Is It Too Late For Older Veterans?
Wounded Times
Kathie Costos
July 23, 2016

It seems as if we have gone backwards by 40 years on older veterans.  When Vietnam veterans came home, no one wanted them around.  After all they did to begin research on PTSD, no one wants to even talk about the simple fact they are the majority of the veterans committing suicide.  How do we accept that? How can any nation claim the slogan "grateful" and allow this to go on?

So many are talking about the latest suicide report from the Department of Veterans Affairs putting the number of veterans committing suicide at 20 but too few are talking about this part.

There is continued evidence of high burden of suicide among middle-aged and older adult Veterans. In 2014, approximately 65% of all Veterans who died from suicide were aged 50 years or older

The last troops came home from Vietnam in 1975.
On May 15, 1975 American Marines stormed the beaches of a remote island in the Gulf of Thailand called Koh Tang to perform a rescue mission. However, due to intelligence failures and other factors, 41 American servicemembers died that day or were missing in what would be regarded as the last battle of the Vietnam War. At least three Marines were left behind to be executed by communist Khmer Rouge forces.

Gulf War veterans came home in 1991 and they are not part of the conversation. Troops were sent to Afghanistan in 2001 and into Iraq in 2003 but they are the only ones most seem to care about.  Why?
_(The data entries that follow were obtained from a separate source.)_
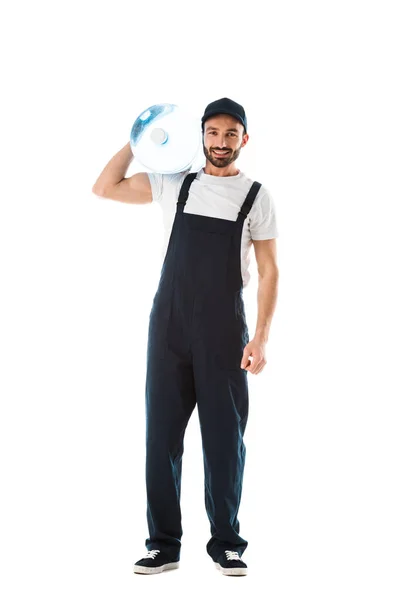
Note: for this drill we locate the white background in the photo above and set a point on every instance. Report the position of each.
(320, 85)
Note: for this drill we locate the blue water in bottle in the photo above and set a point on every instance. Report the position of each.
(166, 139)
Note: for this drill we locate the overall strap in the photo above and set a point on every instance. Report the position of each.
(184, 192)
(248, 203)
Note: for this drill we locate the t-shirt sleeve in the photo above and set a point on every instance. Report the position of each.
(157, 184)
(165, 184)
(262, 217)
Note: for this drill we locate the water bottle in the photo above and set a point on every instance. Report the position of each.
(165, 138)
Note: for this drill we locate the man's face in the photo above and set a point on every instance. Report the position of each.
(223, 140)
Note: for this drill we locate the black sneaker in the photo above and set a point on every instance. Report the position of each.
(155, 561)
(230, 563)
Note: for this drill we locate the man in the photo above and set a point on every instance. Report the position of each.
(199, 351)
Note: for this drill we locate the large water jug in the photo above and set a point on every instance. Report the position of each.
(166, 138)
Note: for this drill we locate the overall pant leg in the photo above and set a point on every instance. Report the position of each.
(170, 400)
(222, 401)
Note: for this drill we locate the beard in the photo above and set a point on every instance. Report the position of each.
(224, 161)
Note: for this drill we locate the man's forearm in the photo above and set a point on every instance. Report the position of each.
(266, 301)
(115, 170)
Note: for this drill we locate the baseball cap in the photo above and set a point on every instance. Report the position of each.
(228, 107)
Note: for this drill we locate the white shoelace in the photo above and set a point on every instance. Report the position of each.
(151, 553)
(232, 555)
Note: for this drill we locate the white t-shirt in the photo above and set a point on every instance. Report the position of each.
(220, 197)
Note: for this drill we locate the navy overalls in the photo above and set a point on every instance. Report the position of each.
(197, 333)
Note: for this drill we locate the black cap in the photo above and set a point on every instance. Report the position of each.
(228, 107)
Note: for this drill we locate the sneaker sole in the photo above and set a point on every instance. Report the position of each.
(154, 570)
(233, 571)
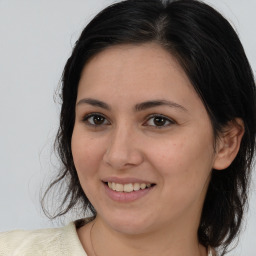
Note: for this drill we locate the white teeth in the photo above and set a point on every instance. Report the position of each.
(119, 187)
(143, 186)
(128, 187)
(136, 186)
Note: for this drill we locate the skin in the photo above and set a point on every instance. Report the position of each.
(178, 156)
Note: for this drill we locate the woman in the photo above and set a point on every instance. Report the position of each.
(156, 137)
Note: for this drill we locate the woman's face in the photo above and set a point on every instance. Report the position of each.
(139, 122)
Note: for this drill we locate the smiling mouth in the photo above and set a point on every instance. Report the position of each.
(129, 187)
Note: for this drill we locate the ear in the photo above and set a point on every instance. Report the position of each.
(228, 144)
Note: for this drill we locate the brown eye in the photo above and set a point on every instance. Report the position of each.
(159, 121)
(96, 120)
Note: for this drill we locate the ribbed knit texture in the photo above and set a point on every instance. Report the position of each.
(45, 242)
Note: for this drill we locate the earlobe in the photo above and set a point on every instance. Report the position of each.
(228, 144)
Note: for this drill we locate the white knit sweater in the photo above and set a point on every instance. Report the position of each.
(45, 242)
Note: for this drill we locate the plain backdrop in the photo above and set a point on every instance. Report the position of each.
(36, 38)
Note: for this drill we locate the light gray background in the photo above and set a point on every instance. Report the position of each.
(36, 38)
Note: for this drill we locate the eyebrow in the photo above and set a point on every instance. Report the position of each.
(156, 103)
(94, 102)
(138, 107)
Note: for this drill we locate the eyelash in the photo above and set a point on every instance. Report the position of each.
(164, 119)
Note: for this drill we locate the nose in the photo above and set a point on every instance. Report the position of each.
(123, 149)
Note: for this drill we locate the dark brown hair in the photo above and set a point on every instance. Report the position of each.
(210, 52)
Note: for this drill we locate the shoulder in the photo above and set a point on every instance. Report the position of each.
(47, 242)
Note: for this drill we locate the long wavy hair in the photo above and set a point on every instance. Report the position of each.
(210, 52)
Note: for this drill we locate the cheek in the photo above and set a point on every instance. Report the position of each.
(86, 153)
(183, 160)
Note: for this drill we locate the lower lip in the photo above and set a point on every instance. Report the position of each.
(126, 196)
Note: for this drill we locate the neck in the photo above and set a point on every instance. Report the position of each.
(106, 241)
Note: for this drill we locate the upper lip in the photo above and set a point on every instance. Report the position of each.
(126, 180)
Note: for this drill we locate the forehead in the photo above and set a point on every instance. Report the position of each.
(135, 72)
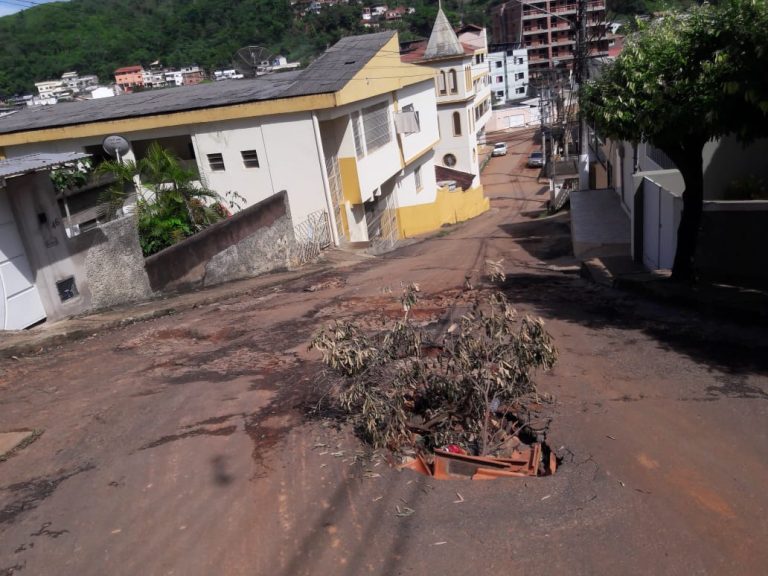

A "grateful nation" remains grateful to all generations and does not forget them because there is not enough time to care about all of them.  It does not accept false reports insinuating the only veterans we need to worry about are the ones who just came home.  It does not dismiss the suffering of previous generations nor does it remain unconcerned for those who will face the same battle-borne price in the next generation.

A grateful nation honors all of them so that no war will begin without true necessity for the preservation of our freedom.  It demands the best we can offer those we send and the best we can do for them when they come home.

We have failed four generations by forgetting them.

WWII veteran are among those still suffering with PTSD. Korean War veterans still suffer.  Vietnam veterans still suffer.  Gulf War veterans still suffer.  All of them are among the highest rate of suicides but most OEF and OIF veterans do not know that.  They simply assume it is all about them. When they discover the truth, they grieve and they wonder.

They wonder what will happen to them when they are older and forgotten about.  They wonder why all these decades of veterans fighting for other veterans has produced the same deadly outcome. Then they wonder how we can drop almost 7 million veterans since 1999 and arrive at the same number reported by the VA on them taking their own lives.

The Forgotten Warrior Project looks like the same veterans were forgotten about all over again.  There should be no reason left to wonder why younger veterans worry about what will happen when they are older and America has forgotten them as well.

It is never too late for veterans to heal.  The question remains, "Are we up to the challenge of helping them or write them off as it is too late" to care about them?